ESXi Host and virtual machines lose network connectivity during VM backup.
search cancel

ESXi Host and virtual machines lose network connectivity during VM backup.

book

Article ID: 432779

calendar_today

Updated On:

Products

VMware vSphere ESXi

Issue/Introduction

  • When a scheduled virtual machine backup is triggered, network connectivity issues occur across the ESXi host and its VMs in the cluster.
  • Continuous ICMP pings from an external jump server to the ESXi host or VMs show intermittent packet drops.
  • Backups complete successfully, but the ESXi host and VMs remain unresponsive for a brief period.
  • Network connectivity is automatically restored upon completion of the backup task.
  • vCenter Server shows multiple missed heartbeats and connection loss for the affected host.

    /var/log/vmware/vpxd/vpxd.log

    YYYY-MM-DD:T:HH:MM:SS info vpxd[#####] [Originator@68## sub=HostCnx opID=CheckforMissingHeartbeats-380####] [VpxdHostCnx] No heartbeats received from host; cnx: <UUID>, host-<ID>, time since last heartbeat: 98769ms
    YYYY-MM-DD:T:HH:MM:SS info vpxd[[#####]] [Originator@68## sub=HostCnx opID=CheckforMissingHeartbeats-380####]] Marking the connection alive to false: <UUID>
    YYYY-MM-DD:T:HH:MM:SS info vpxd[[#####]] [Originator@68## sub=InvtHostCnx opID=CheckforMissingHeartbeats-380####]] Got lost connection callback for host-<ID>

Environment

VMware vCenter Server 8.0
VMware vSphere ESXi 8.0

Cause

This issue is caused by network congestion or traffic interception on the physical network during backup operations. High-volume data from security scanning tools or traffic mirroring across VLANs can overwhelm the network during backup windows, preventing ESXi heartbeat packets from reaching the vCenter Server.

Resolution

Reach out to the internal network team, as this issue could be caused by the traffic mirroring network solution in the environment (not limited though)

  • To identify the cause of network disconnects during backups, perform simultaneous packet captures on the ESXi host and vCenter Server using these steps:

    • Run a packet capture on the ESXi host ssh session, to confirm if the host is actively sending heartbeat packets to the vCenter Server. Replace vmnicX with the physical NIC bound to the management vmkernel port (identify this in esxtop by pressing n).
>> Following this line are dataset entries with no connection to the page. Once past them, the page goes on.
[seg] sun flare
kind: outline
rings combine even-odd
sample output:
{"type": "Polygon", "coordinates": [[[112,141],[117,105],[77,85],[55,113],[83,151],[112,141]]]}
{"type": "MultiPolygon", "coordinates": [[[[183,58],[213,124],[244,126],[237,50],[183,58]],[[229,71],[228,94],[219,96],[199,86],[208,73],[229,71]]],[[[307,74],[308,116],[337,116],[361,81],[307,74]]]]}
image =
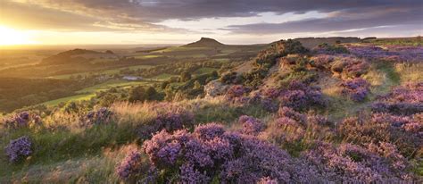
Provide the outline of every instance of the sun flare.
{"type": "Polygon", "coordinates": [[[29,33],[0,25],[0,46],[35,44],[29,33]]]}

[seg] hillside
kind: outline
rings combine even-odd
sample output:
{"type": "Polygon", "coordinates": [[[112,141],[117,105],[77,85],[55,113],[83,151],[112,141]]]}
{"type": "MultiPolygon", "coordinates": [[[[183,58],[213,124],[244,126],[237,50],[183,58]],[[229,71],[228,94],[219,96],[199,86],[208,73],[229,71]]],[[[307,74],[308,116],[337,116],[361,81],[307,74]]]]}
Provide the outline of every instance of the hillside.
{"type": "Polygon", "coordinates": [[[76,48],[46,57],[42,60],[41,63],[66,64],[70,63],[87,63],[103,59],[117,60],[119,59],[119,56],[109,50],[104,53],[101,53],[93,50],[76,48]]]}
{"type": "Polygon", "coordinates": [[[220,47],[220,46],[225,46],[225,45],[212,38],[202,38],[200,40],[196,42],[190,43],[182,46],[184,47],[220,47]]]}
{"type": "Polygon", "coordinates": [[[359,43],[361,42],[361,39],[359,38],[344,38],[344,37],[332,37],[332,38],[295,38],[301,42],[301,44],[306,48],[313,48],[319,44],[327,43],[329,45],[334,45],[336,43],[345,44],[345,43],[359,43]]]}
{"type": "Polygon", "coordinates": [[[0,183],[420,183],[423,47],[388,41],[136,53],[186,62],[116,70],[145,78],[4,114],[0,183]]]}

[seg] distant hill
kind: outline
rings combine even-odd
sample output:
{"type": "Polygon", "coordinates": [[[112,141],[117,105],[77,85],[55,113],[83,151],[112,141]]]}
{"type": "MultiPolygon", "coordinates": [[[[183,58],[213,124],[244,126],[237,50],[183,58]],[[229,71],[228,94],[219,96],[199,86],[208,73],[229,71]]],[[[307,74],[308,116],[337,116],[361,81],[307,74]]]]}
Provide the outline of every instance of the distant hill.
{"type": "Polygon", "coordinates": [[[202,38],[200,40],[185,45],[185,47],[217,47],[225,46],[226,45],[209,38],[202,38]]]}
{"type": "Polygon", "coordinates": [[[73,50],[59,53],[55,55],[45,58],[42,61],[43,64],[64,64],[69,63],[86,63],[94,60],[103,59],[119,59],[113,52],[107,50],[105,53],[76,48],[73,50]]]}
{"type": "Polygon", "coordinates": [[[320,44],[327,43],[329,45],[334,45],[336,42],[340,43],[358,43],[361,42],[361,39],[355,37],[332,37],[332,38],[295,38],[301,42],[303,46],[306,48],[313,48],[320,44]]]}

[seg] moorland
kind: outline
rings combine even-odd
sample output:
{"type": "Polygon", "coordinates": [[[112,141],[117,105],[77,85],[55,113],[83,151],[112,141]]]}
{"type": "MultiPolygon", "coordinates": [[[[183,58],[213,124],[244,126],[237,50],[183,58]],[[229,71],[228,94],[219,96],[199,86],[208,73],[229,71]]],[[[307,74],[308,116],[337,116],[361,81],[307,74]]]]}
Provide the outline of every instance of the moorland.
{"type": "Polygon", "coordinates": [[[1,183],[422,180],[420,37],[0,52],[1,183]]]}

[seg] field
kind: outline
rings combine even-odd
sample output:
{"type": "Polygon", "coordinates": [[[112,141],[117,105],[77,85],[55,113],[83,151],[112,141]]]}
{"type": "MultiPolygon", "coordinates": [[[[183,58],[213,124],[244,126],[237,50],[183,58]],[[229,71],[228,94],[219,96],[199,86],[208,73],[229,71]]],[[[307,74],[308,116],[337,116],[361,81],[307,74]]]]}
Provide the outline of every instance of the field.
{"type": "Polygon", "coordinates": [[[349,39],[41,59],[0,80],[0,183],[420,183],[421,41],[349,39]]]}

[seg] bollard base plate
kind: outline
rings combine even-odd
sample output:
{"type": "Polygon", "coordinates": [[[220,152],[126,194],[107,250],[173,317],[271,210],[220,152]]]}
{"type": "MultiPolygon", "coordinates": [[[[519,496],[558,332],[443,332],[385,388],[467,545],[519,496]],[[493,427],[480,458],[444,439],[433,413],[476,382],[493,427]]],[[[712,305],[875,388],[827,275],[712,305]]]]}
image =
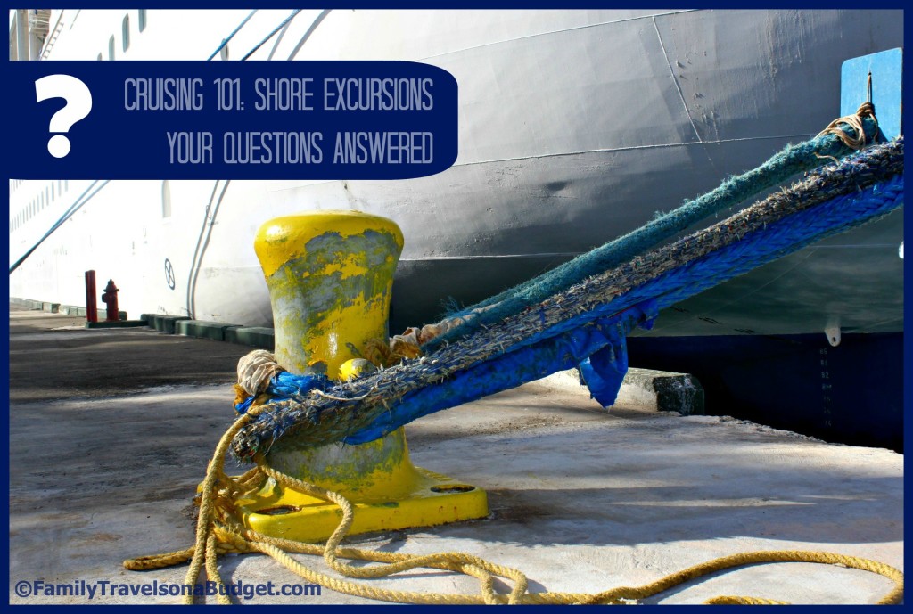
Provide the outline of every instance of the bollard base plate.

      pktcap-uw --uplink vmnicX --capture UplinkSndKernel --udpport 902 -o -| tcpdump-uw -enr - > /tmp/esxi.pcap

    • Run a packet capture on the vCenter Server using ssh, to confirm if the vCenter Server is receiving heartbeats.

       tcpdump src host <esxi_host_ip_address> and udp port 902 -w /tmp/vCenter.pcap


    • Confirm if specific VM traffic is dropped by identifying the VM's switchport and running a capture.

      • To identify switch port: net-stats -l

      • To perform the capture (replace [PortID] with the ID from the previous step):

        pktcap-uw --switchport [PortID] --capture VnicTx,VnicRx -s 256 -o /tmp/vm.pcap

  • Review the captures. If "port unreachable" entries appear, or if UDP 902 packets are sent by the host but not received by vCenter, the issue is likely due to physical network congestion.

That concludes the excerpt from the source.